UX practitioners often use the term Cognitive Load to describe something bad. User have difficulties processing all information required to complete a task, and may fail, falls into the category: Cognitive Load.
It's nice that we have a common phrase for it, but do we agree on its impact? Is it possible to measure cognitive load, and if so, what is the scale? Can we quantify Cognitive Load?
Answer
Card, Moran and Newell’s Goals, Operators, Methods, and Selection (CMN-GOMS) family of models can be used to represent cognitive load. Many are familiar with the KLM-GOMS version, which models the physical steps in a task, but there are also elements and versions of GOMS (e.g., CPM-GOMS) which seek to model the cognitive steps in a task. The raw number of steps, the time to complete the cognitive steps (allowing for parallelism), and the number of levels in a task tree each represent different aspects of cognitive load.

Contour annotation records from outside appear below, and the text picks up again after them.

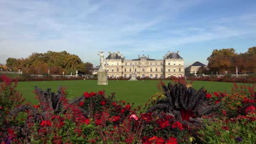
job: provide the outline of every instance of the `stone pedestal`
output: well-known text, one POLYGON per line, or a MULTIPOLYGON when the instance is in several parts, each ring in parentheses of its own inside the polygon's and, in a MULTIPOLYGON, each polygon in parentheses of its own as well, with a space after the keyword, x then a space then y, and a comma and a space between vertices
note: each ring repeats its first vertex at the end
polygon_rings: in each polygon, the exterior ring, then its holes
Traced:
POLYGON ((106 69, 99 69, 98 71, 98 85, 107 85, 107 76, 106 69))

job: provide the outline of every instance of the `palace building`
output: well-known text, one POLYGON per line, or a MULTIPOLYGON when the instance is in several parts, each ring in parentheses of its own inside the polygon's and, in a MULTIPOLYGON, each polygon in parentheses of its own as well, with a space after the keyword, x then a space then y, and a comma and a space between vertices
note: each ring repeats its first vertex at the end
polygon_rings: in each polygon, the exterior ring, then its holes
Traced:
POLYGON ((107 75, 109 77, 131 77, 132 73, 136 77, 159 78, 171 76, 184 76, 184 59, 179 55, 179 51, 168 51, 163 59, 155 59, 146 56, 144 54, 138 59, 126 60, 125 56, 117 53, 108 52, 106 58, 107 75))

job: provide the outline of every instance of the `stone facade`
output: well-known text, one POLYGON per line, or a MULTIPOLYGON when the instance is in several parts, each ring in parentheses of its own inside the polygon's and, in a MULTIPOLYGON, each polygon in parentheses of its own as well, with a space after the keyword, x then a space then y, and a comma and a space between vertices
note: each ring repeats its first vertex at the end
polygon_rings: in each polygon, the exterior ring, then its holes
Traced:
POLYGON ((195 74, 195 72, 197 72, 198 69, 201 67, 207 67, 206 65, 199 61, 194 62, 193 64, 185 69, 185 75, 189 75, 190 74, 195 74))
POLYGON ((126 60, 119 52, 108 53, 105 66, 109 77, 131 77, 133 71, 137 77, 168 77, 171 76, 184 76, 184 59, 179 56, 179 52, 168 51, 163 59, 155 59, 146 56, 144 54, 138 59, 126 60))

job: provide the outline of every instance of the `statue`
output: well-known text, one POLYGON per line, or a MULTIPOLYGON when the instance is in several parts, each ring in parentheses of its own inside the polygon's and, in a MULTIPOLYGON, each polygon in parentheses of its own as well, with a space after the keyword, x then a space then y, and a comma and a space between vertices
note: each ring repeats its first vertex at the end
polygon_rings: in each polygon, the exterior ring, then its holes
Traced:
POLYGON ((101 51, 98 53, 98 55, 100 55, 99 61, 100 61, 100 69, 104 69, 105 65, 107 63, 106 62, 106 58, 104 56, 103 51, 101 51))
POLYGON ((107 85, 107 70, 105 69, 105 65, 107 64, 106 58, 104 56, 103 51, 100 51, 98 53, 98 55, 100 55, 100 68, 98 71, 98 85, 107 85))

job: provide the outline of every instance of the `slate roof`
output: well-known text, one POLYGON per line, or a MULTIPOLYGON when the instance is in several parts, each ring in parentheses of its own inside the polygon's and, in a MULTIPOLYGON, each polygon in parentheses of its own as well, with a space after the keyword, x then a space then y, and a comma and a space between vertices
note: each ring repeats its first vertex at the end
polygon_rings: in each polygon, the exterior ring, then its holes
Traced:
POLYGON ((205 64, 200 63, 199 61, 196 61, 193 64, 191 64, 189 67, 207 67, 205 64))
POLYGON ((166 57, 167 59, 182 59, 177 53, 170 53, 170 54, 166 57))
POLYGON ((132 61, 140 61, 141 59, 146 59, 147 61, 155 61, 155 59, 149 59, 149 58, 144 56, 141 57, 139 59, 133 59, 132 61))
POLYGON ((123 59, 121 57, 121 56, 118 56, 117 53, 110 53, 107 57, 106 58, 107 59, 123 59))

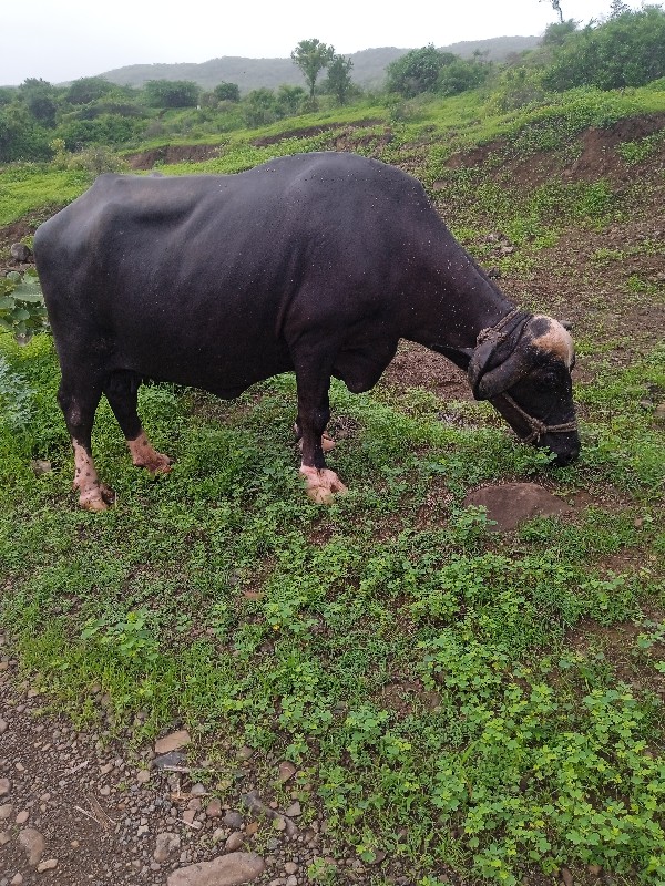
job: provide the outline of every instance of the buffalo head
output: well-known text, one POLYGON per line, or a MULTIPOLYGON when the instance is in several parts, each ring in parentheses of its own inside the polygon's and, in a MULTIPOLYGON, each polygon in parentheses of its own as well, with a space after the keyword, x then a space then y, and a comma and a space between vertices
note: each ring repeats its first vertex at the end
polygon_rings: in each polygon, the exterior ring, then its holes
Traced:
POLYGON ((566 465, 580 453, 571 370, 573 340, 557 320, 511 311, 483 329, 469 363, 477 400, 489 400, 525 442, 566 465))

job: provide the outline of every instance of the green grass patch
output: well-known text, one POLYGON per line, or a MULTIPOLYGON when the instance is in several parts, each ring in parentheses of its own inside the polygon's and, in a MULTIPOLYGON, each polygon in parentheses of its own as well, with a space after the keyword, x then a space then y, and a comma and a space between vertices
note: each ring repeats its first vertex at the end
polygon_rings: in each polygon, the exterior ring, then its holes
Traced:
POLYGON ((354 430, 330 462, 350 493, 327 508, 295 470, 293 377, 228 403, 144 387, 174 471, 133 468, 102 404, 94 449, 119 503, 91 515, 70 490, 50 339, 0 342, 16 392, 0 424, 0 621, 78 722, 131 727, 139 742, 177 719, 202 742, 290 759, 332 839, 419 877, 452 866, 515 884, 601 864, 659 882, 663 717, 647 679, 659 635, 643 610, 663 605, 665 459, 632 404, 663 382, 661 351, 580 391, 585 450, 565 471, 484 405, 460 429, 432 394, 335 384, 334 415, 354 430), (35 477, 34 456, 54 470, 35 477), (626 501, 488 534, 461 498, 509 478, 626 501), (610 653, 571 648, 589 622, 644 625, 631 686, 610 653))

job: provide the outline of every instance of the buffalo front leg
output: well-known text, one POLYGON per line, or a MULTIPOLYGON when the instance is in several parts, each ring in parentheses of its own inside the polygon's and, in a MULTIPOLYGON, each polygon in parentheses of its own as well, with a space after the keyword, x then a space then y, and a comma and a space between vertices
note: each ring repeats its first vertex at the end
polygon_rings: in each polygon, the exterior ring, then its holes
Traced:
POLYGON ((151 474, 166 474, 173 460, 152 445, 136 411, 141 379, 130 370, 112 372, 104 384, 106 400, 124 434, 132 464, 145 467, 151 474))
POLYGON ((74 488, 79 490, 79 504, 86 511, 105 511, 115 499, 113 490, 100 481, 92 460, 92 425, 101 394, 101 384, 72 383, 64 375, 58 391, 74 450, 74 488))
MULTIPOLYGON (((303 461, 300 474, 305 477, 307 495, 317 504, 330 504, 335 493, 347 487, 335 471, 326 466, 324 431, 330 419, 328 389, 330 372, 313 364, 296 362, 298 384, 298 419, 296 433, 300 436, 303 461)), ((326 446, 327 449, 327 446, 326 446)))

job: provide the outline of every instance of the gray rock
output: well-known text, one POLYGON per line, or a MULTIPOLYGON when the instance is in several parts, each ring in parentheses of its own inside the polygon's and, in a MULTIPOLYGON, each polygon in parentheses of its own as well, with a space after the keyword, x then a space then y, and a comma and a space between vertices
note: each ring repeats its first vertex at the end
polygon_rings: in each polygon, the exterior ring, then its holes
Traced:
POLYGON ((170 855, 180 849, 180 834, 172 834, 170 832, 157 834, 153 858, 157 864, 163 864, 170 855))
POLYGON ((536 516, 567 514, 570 505, 535 483, 505 483, 502 486, 483 486, 464 498, 464 507, 485 507, 488 519, 495 525, 493 532, 510 532, 520 523, 536 516))
POLYGON ((227 812, 222 821, 224 824, 228 825, 228 827, 235 827, 236 830, 239 830, 243 826, 243 816, 239 812, 235 812, 234 810, 227 812))
POLYGON ((153 763, 155 764, 155 769, 168 769, 171 766, 184 766, 186 759, 187 758, 178 751, 172 751, 168 754, 155 756, 153 763))
POLYGON ((264 859, 253 852, 221 855, 213 862, 181 867, 168 877, 166 886, 241 886, 260 877, 264 859))
POLYGON ((178 729, 177 732, 171 732, 155 742, 156 754, 167 754, 171 751, 180 751, 181 748, 186 748, 192 739, 186 729, 178 729))
POLYGON ((34 867, 41 861, 47 848, 42 835, 34 827, 25 827, 19 834, 19 843, 28 855, 28 864, 34 867))
POLYGON ((245 842, 245 835, 242 831, 234 831, 224 844, 224 852, 237 852, 245 842))

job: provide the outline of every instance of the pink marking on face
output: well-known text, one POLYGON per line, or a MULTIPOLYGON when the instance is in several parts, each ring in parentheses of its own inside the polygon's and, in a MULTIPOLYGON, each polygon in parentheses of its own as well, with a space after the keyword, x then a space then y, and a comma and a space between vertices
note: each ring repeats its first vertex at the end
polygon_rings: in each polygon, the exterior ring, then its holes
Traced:
POLYGON ((559 320, 554 320, 552 317, 544 317, 541 313, 536 313, 533 319, 544 319, 550 324, 545 333, 533 339, 533 344, 554 357, 559 357, 570 369, 575 356, 575 349, 567 329, 564 329, 559 320))

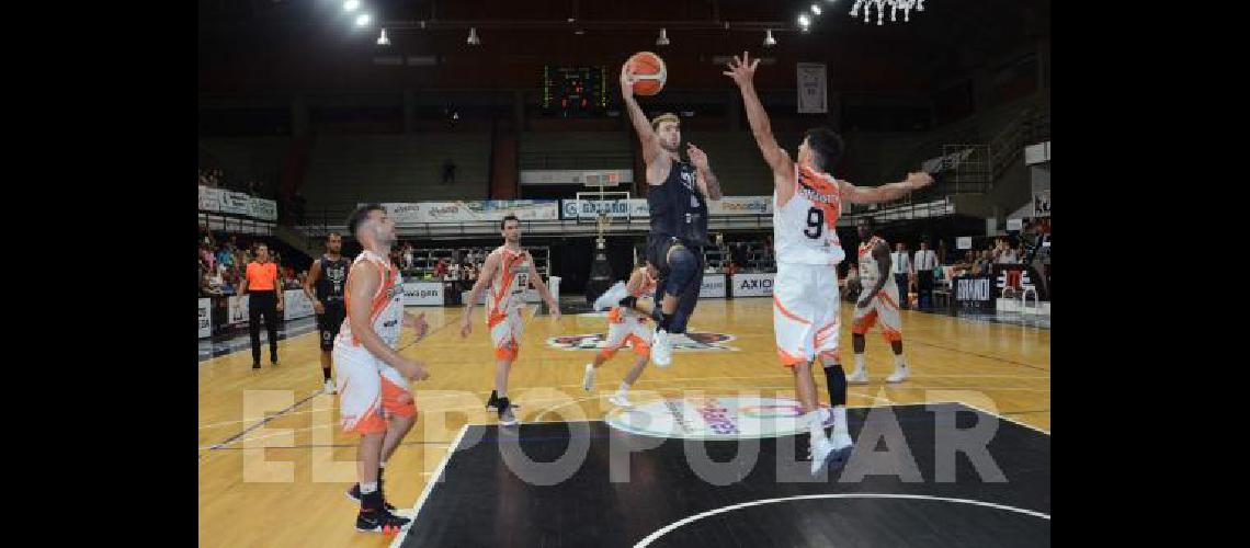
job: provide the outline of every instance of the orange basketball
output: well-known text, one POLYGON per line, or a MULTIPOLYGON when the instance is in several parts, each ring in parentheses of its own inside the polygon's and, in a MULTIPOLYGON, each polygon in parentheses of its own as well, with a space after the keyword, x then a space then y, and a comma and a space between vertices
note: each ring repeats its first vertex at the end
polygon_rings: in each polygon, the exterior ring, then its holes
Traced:
POLYGON ((632 70, 638 81, 634 82, 634 95, 655 95, 664 89, 669 71, 664 67, 664 60, 650 51, 639 51, 625 61, 632 70))

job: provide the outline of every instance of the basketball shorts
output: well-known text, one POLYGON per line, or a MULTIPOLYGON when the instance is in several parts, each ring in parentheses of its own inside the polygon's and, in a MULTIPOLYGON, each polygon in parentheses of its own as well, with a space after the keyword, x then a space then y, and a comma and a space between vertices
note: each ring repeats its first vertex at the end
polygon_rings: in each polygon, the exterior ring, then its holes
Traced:
POLYGON ((386 432, 386 418, 416 416, 408 379, 364 346, 335 345, 334 363, 339 366, 339 414, 344 432, 386 432))
POLYGON ((495 347, 495 360, 515 361, 516 355, 521 351, 521 333, 525 331, 520 308, 511 308, 506 312, 491 311, 486 325, 490 327, 490 342, 495 347))
POLYGON ((782 366, 839 358, 838 293, 836 266, 778 263, 772 331, 782 366))
MULTIPOLYGON (((620 315, 619 311, 612 316, 620 315)), ((618 316, 619 320, 608 322, 608 346, 599 351, 604 360, 611 360, 625 345, 634 347, 634 353, 642 357, 651 357, 651 327, 644 318, 638 316, 618 316)))
POLYGON ((886 282, 881 291, 869 301, 868 307, 855 303, 855 316, 851 320, 851 333, 864 335, 878 321, 881 322, 881 336, 886 341, 902 341, 902 318, 899 315, 899 290, 886 282))

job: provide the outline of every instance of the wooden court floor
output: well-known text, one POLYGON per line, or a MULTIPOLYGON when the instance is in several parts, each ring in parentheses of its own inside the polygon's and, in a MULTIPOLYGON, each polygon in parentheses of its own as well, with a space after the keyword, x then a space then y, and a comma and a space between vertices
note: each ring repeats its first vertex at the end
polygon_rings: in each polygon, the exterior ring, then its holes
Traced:
MULTIPOLYGON (((724 333, 732 351, 674 353, 666 369, 648 366, 631 392, 645 402, 684 392, 794 397, 791 374, 779 366, 768 298, 699 303, 690 332, 724 333)), ((431 332, 404 355, 425 360, 430 378, 412 384, 420 417, 388 464, 386 494, 398 507, 419 498, 461 426, 490 424, 484 409, 494 361, 479 310, 474 332, 461 338, 462 310, 425 312, 431 332)), ((841 343, 850 372, 851 308, 842 306, 841 343)), ((559 322, 525 313, 521 355, 510 396, 522 421, 599 419, 611 404, 632 358, 622 351, 581 388, 591 351, 558 350, 549 337, 602 333, 602 317, 565 315, 559 322)), ((849 406, 962 402, 1050 431, 1050 331, 904 311, 904 352, 912 376, 886 384, 894 368, 888 343, 868 338, 871 383, 851 386, 849 406)), ((400 346, 411 341, 405 332, 400 346)), ((199 543, 218 546, 382 547, 391 537, 358 533, 356 504, 344 492, 355 482, 355 437, 340 433, 336 402, 321 393, 318 335, 279 343, 281 365, 251 369, 245 350, 199 366, 199 543)), ((822 378, 821 402, 829 401, 822 378)), ((522 426, 524 428, 524 426, 522 426)))

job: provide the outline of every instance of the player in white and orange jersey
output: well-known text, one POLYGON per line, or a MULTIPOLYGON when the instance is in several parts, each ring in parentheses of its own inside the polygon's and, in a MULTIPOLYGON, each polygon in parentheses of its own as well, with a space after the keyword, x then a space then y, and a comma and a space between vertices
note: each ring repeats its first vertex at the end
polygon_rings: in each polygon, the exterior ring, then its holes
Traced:
POLYGON ((399 355, 401 325, 425 336, 425 315, 404 312, 404 282, 386 257, 395 243, 395 223, 380 205, 358 208, 348 227, 365 248, 352 262, 344 291, 348 318, 334 341, 339 365, 339 413, 342 429, 360 434, 359 483, 348 496, 360 501, 356 531, 398 533, 409 523, 395 516, 382 494, 386 459, 416 422, 409 381, 429 378, 425 365, 399 355))
POLYGON ((829 175, 841 160, 842 141, 825 127, 809 130, 799 145, 798 161, 778 145, 768 112, 755 92, 755 67, 748 59, 734 57, 724 74, 738 84, 755 142, 772 169, 772 240, 778 275, 772 285, 772 327, 778 356, 794 373, 795 392, 806 412, 811 432, 811 473, 829 461, 845 462, 851 438, 846 428, 846 373, 838 356, 838 263, 845 257, 835 227, 844 201, 884 202, 932 182, 926 174, 910 174, 906 181, 878 187, 858 187, 829 175), (834 414, 832 441, 825 437, 811 362, 820 358, 834 414), (832 458, 830 458, 832 457, 832 458))
POLYGON ((899 286, 886 282, 890 272, 890 245, 876 235, 872 217, 860 217, 855 223, 859 231, 859 283, 862 287, 855 303, 855 317, 851 320, 851 347, 855 348, 855 371, 846 382, 862 384, 868 382, 868 369, 864 366, 864 333, 881 321, 881 336, 890 342, 894 351, 894 373, 886 382, 902 382, 908 378, 908 362, 902 357, 902 318, 899 315, 899 286), (885 273, 882 273, 885 272, 885 273))
POLYGON ((521 248, 521 221, 515 215, 508 215, 499 223, 504 245, 491 251, 482 263, 478 283, 469 292, 469 303, 460 321, 460 336, 468 337, 472 331, 472 308, 481 298, 481 292, 490 287, 486 296, 486 325, 490 327, 490 341, 495 346, 495 389, 490 392, 486 407, 499 412, 502 426, 518 424, 512 413, 512 403, 508 398, 508 374, 521 347, 521 307, 522 295, 530 285, 539 291, 548 303, 554 320, 560 320, 560 303, 555 301, 546 283, 534 266, 534 257, 521 248))
POLYGON ((641 265, 634 270, 625 283, 626 297, 618 301, 616 306, 608 312, 608 346, 595 355, 592 363, 586 363, 586 373, 581 379, 581 387, 589 392, 595 386, 595 369, 616 356, 616 352, 625 345, 631 345, 636 356, 634 367, 629 369, 629 373, 625 373, 621 386, 608 398, 609 402, 619 407, 632 406, 628 397, 629 388, 642 374, 646 362, 651 360, 652 331, 646 325, 646 317, 650 312, 639 310, 638 300, 655 292, 656 280, 645 253, 640 255, 640 261, 641 265))

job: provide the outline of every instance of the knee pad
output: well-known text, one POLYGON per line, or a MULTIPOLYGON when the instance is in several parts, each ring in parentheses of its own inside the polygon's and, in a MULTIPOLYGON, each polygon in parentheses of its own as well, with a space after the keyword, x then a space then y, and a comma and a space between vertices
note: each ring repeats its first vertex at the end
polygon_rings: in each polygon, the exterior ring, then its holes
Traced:
POLYGON ((825 366, 825 382, 829 383, 829 404, 832 407, 846 404, 846 372, 841 363, 825 366))

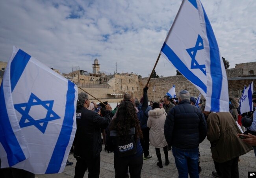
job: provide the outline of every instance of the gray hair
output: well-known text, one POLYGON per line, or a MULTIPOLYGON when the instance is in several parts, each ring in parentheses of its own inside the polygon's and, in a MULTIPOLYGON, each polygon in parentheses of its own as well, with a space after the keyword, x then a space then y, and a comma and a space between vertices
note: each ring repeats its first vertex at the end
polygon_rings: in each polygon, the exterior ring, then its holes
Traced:
POLYGON ((239 103, 238 103, 235 98, 230 97, 229 101, 231 102, 231 104, 232 105, 232 108, 236 108, 239 107, 239 103))
POLYGON ((202 105, 201 105, 200 109, 201 110, 201 111, 203 112, 204 111, 204 109, 205 109, 205 103, 202 103, 202 105))
POLYGON ((89 97, 88 94, 84 92, 78 94, 78 101, 76 103, 76 107, 83 106, 85 103, 85 100, 88 100, 89 97))
POLYGON ((141 103, 139 103, 139 101, 138 100, 135 101, 135 106, 136 107, 138 107, 138 106, 139 106, 141 103))
POLYGON ((189 100, 190 98, 190 94, 189 94, 189 91, 185 90, 181 90, 179 93, 178 96, 182 101, 184 99, 188 99, 189 100))

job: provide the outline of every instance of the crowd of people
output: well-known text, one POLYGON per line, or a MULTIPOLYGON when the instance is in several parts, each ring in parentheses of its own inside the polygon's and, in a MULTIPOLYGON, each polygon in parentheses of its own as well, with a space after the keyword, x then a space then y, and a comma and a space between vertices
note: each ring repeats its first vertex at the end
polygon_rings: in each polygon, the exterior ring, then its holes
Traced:
MULTIPOLYGON (((152 156, 150 145, 155 148, 160 168, 160 149, 166 165, 172 150, 180 178, 199 177, 199 145, 206 138, 211 143, 214 177, 239 177, 239 156, 253 149, 256 157, 256 112, 242 119, 236 98, 229 98, 229 112, 209 112, 204 110, 205 103, 195 105, 196 98, 186 90, 176 100, 166 95, 148 105, 148 88, 145 86, 139 101, 125 95, 113 110, 107 102, 90 103, 86 93, 78 94, 77 113, 82 114, 76 117, 74 142, 75 178, 83 177, 87 169, 88 177, 98 177, 102 142, 105 150, 113 151, 116 178, 129 177, 129 173, 131 178, 140 177, 143 160, 152 156)), ((252 99, 255 108, 256 92, 252 99)))
MULTIPOLYGON (((114 152, 117 178, 128 178, 129 173, 131 178, 141 177, 144 160, 152 157, 150 145, 155 149, 160 169, 160 149, 166 165, 171 150, 179 178, 199 177, 199 145, 206 138, 211 144, 214 177, 238 178, 239 156, 253 149, 256 157, 256 112, 241 115, 236 98, 229 98, 229 112, 210 112, 205 110, 205 103, 195 105, 196 98, 186 90, 174 99, 166 95, 149 105, 148 89, 146 85, 139 101, 124 95, 114 109, 107 102, 97 105, 86 93, 78 94, 70 151, 76 160, 75 178, 83 177, 87 170, 89 178, 99 177, 103 145, 105 151, 114 152)), ((256 91, 252 99, 255 110, 256 91)), ((66 165, 72 164, 67 161, 66 165)), ((12 170, 13 174, 18 171, 12 170)))

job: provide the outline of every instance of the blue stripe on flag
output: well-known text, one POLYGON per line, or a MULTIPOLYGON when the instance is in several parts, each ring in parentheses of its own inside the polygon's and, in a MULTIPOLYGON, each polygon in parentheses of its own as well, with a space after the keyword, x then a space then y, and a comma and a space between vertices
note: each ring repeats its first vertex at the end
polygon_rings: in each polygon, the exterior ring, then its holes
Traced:
POLYGON ((252 83, 250 84, 249 89, 248 90, 248 101, 249 101, 249 106, 250 106, 250 111, 252 111, 252 83))
POLYGON ((202 7, 204 11, 207 38, 210 48, 211 60, 210 67, 211 68, 211 76, 212 79, 211 110, 217 111, 219 111, 220 110, 220 99, 222 89, 223 76, 221 63, 222 61, 221 61, 219 47, 217 41, 214 36, 213 31, 202 5, 202 7))
POLYGON ((173 96, 171 95, 171 94, 170 94, 169 93, 168 93, 168 92, 167 92, 167 93, 166 94, 166 95, 168 95, 170 97, 171 97, 171 98, 173 98, 173 97, 173 97, 173 96))
POLYGON ((66 110, 61 130, 45 174, 58 173, 60 169, 67 147, 73 130, 73 117, 75 111, 75 84, 69 81, 67 93, 66 110))
POLYGON ((11 63, 11 86, 13 92, 31 56, 19 49, 11 63))
POLYGON ((0 87, 0 142, 6 152, 8 163, 11 167, 26 158, 10 123, 3 85, 2 83, 0 87))
POLYGON ((165 55, 173 65, 185 77, 200 87, 205 93, 206 93, 206 86, 187 67, 179 57, 165 43, 163 45, 161 51, 165 55))
POLYGON ((190 2, 193 6, 194 6, 194 7, 195 7, 196 9, 197 9, 197 4, 196 0, 188 0, 188 1, 190 2))

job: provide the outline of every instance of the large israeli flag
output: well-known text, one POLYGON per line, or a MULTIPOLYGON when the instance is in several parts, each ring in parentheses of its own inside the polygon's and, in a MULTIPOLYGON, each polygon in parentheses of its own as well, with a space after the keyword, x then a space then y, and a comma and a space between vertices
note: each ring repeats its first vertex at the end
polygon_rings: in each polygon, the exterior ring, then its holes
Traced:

While KLM-GOMS is relatively easily applied with little training, other flavors of GOMS take more expertise and effort to apply, which may account for them not being used as much. Instead of measuring and comparing cognitive loads, it’s easier to analyze a task to identify what cognitive load can be shifted to the computer (e.g., the current page replicates information from another page to reduce memory burden; the page computes and displays differences and percents to reduce mental arithmetic). In this way, we approach the minimal feasible cognitive effort without actually measuring how much it is.
As for the impact of cognitive load, usability seeks to minimize the time, effort, and errors in using a product. Each cognitive step you impose on a user represents a little more time, a little more effort, and a little more chance of error. Shifting these steps to the product UI improves usability as long as the product does it faster and more accurately than the user.